The Heart Mountain Relocation Center was used to house Japanese Americans, most of them US citizens, who were forced from their homes during WWII. This was one of the low points in the American history of civil liberties. It was as if the Japanese were less likely to be loyal to their chosen country then the millions of German and Italian Americans whose home countries we were also fighting. After they were allowed, these people showed their loyalty to the US when more than 400 from this camp enlisted and served in the military.

Here are Sherri and Mike at Buffalo Bill Dam. When completed in 1905 it was the highest dam in the world. In the 1980's it was raised 25 feet to increase the capacity of the reservoir by 50%. This is an interesting stop with a nice visitors center.

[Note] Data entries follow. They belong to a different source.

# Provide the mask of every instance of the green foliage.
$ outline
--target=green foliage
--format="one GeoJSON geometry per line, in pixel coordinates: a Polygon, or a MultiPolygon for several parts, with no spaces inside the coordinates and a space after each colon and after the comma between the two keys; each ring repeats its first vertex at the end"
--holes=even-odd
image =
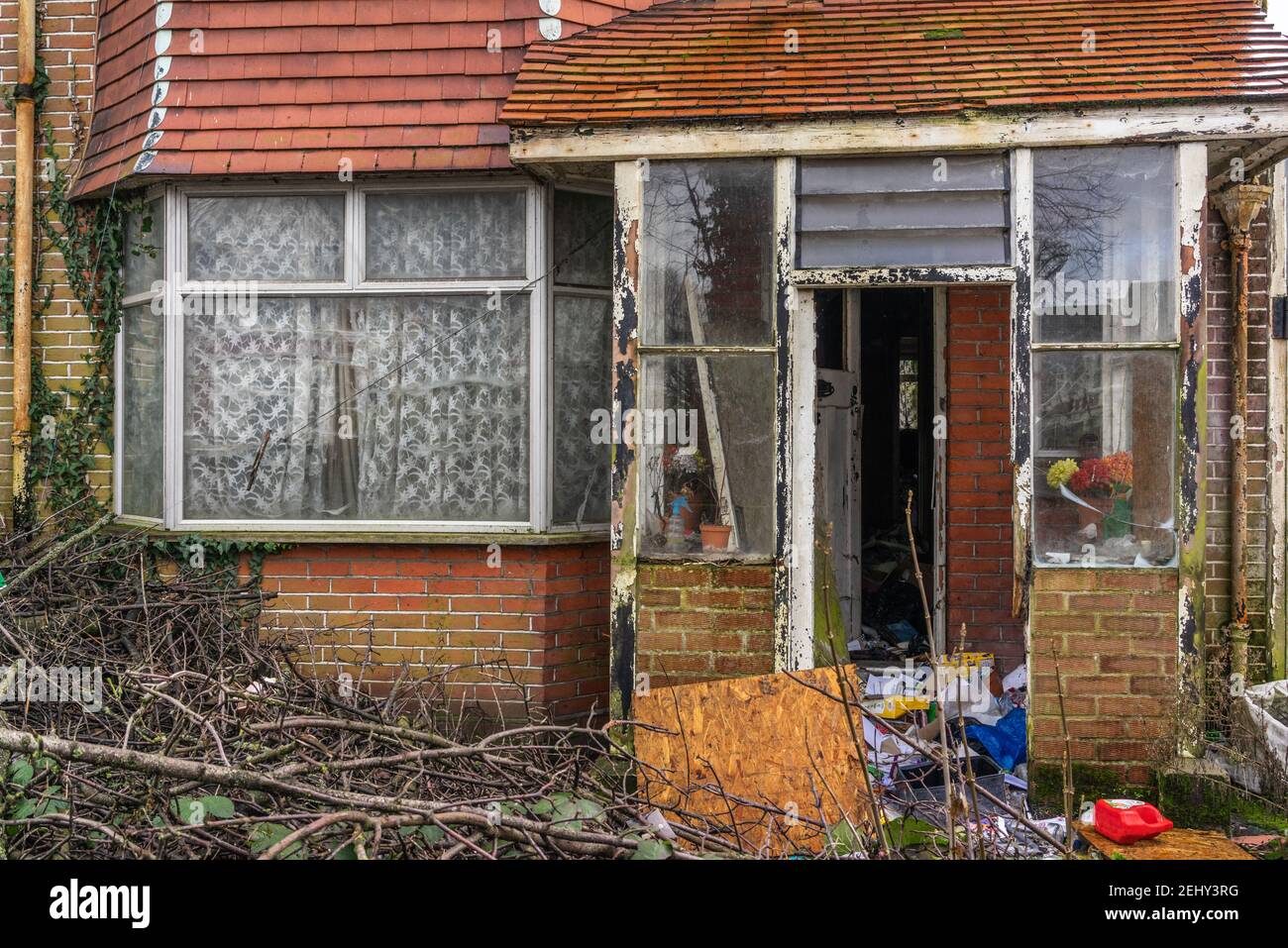
{"type": "MultiPolygon", "coordinates": [[[[273,848],[273,845],[281,842],[290,835],[291,828],[282,826],[281,823],[256,823],[255,828],[250,831],[250,851],[252,855],[267,853],[273,848]]],[[[277,858],[303,859],[304,849],[299,842],[292,842],[290,846],[278,853],[277,858]]]]}
{"type": "MultiPolygon", "coordinates": [[[[44,100],[49,79],[44,64],[37,62],[37,115],[44,100]]],[[[12,104],[12,103],[10,103],[12,104]]],[[[33,220],[37,240],[32,260],[32,286],[37,299],[32,300],[32,317],[39,319],[53,301],[54,280],[44,272],[44,259],[49,250],[63,260],[67,285],[89,319],[91,345],[85,354],[86,372],[72,392],[50,388],[44,374],[44,350],[32,339],[31,353],[31,407],[28,411],[31,442],[27,459],[27,483],[23,495],[14,502],[14,528],[32,526],[37,506],[48,510],[71,509],[61,520],[62,529],[71,532],[107,513],[109,496],[93,489],[95,457],[115,450],[113,413],[116,408],[115,363],[116,340],[121,330],[124,294],[124,264],[128,256],[151,250],[130,246],[126,222],[134,213],[142,218],[142,231],[152,227],[146,216],[147,205],[142,192],[120,194],[113,188],[103,200],[72,201],[68,194],[71,182],[59,161],[53,128],[44,126],[44,187],[36,188],[33,220]]],[[[13,337],[13,207],[14,185],[0,193],[0,214],[8,222],[10,240],[5,241],[0,256],[0,331],[13,337]]],[[[160,419],[158,419],[160,424],[160,419]]],[[[184,541],[158,541],[155,551],[167,555],[184,541]]],[[[223,569],[236,563],[241,554],[250,555],[252,581],[259,580],[264,556],[286,549],[282,544],[252,544],[231,540],[202,540],[206,549],[206,568],[223,569]]],[[[188,556],[174,556],[176,563],[187,563],[188,556]]]]}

The Buffalo Bill Historical Center is named for William F. Cody who used his experience as a pony express rider, fur trapper and army scout, who also won the Congressional Medal of Honor, to create his Wild West show. This museum is often referred to as the Smithsonian of the West with its extensive collection of Western art and artifacts. There are five wings that feature Cody's life, Yellowstone natural history, a collection of 4000 firearms, Western art and the Plains Indian People.

Part of the exhibit about Buffalo Bill (center). On the left is Annie Oakley who was a featured performer in his show and on the right is Pawnee Bill one of the many Indians, including Sitting Bull, who were in the show that traveled throughout North America and Europe.

Some of the displays and artifacts in the Plains Indian Museum. There were several exhibits on their relationship with the buffalo.A few of the many pieces of art. For someone who dislikes snakes, the rattlesnake picture was very interesting as it was very, very large. Another is of Custer's Last Stand and a sculpture of Sacajawea. The historic center ticket is for two days and you really do need that much time to see all five wings. It is a must see stop if you get to Cody, a neat little town that is more than just a stop on the way to Yellowstone.


Merlene + Dan Goan said...

That was quite a hike.....we're impressed!

Sherry and Charley Dilworth said...

Cody is a great place. We spent 10 days there in early August and also visited briefly last year. Lots to do and lots to see but it sounds like you are doing that already!! Have fun and safe travels!!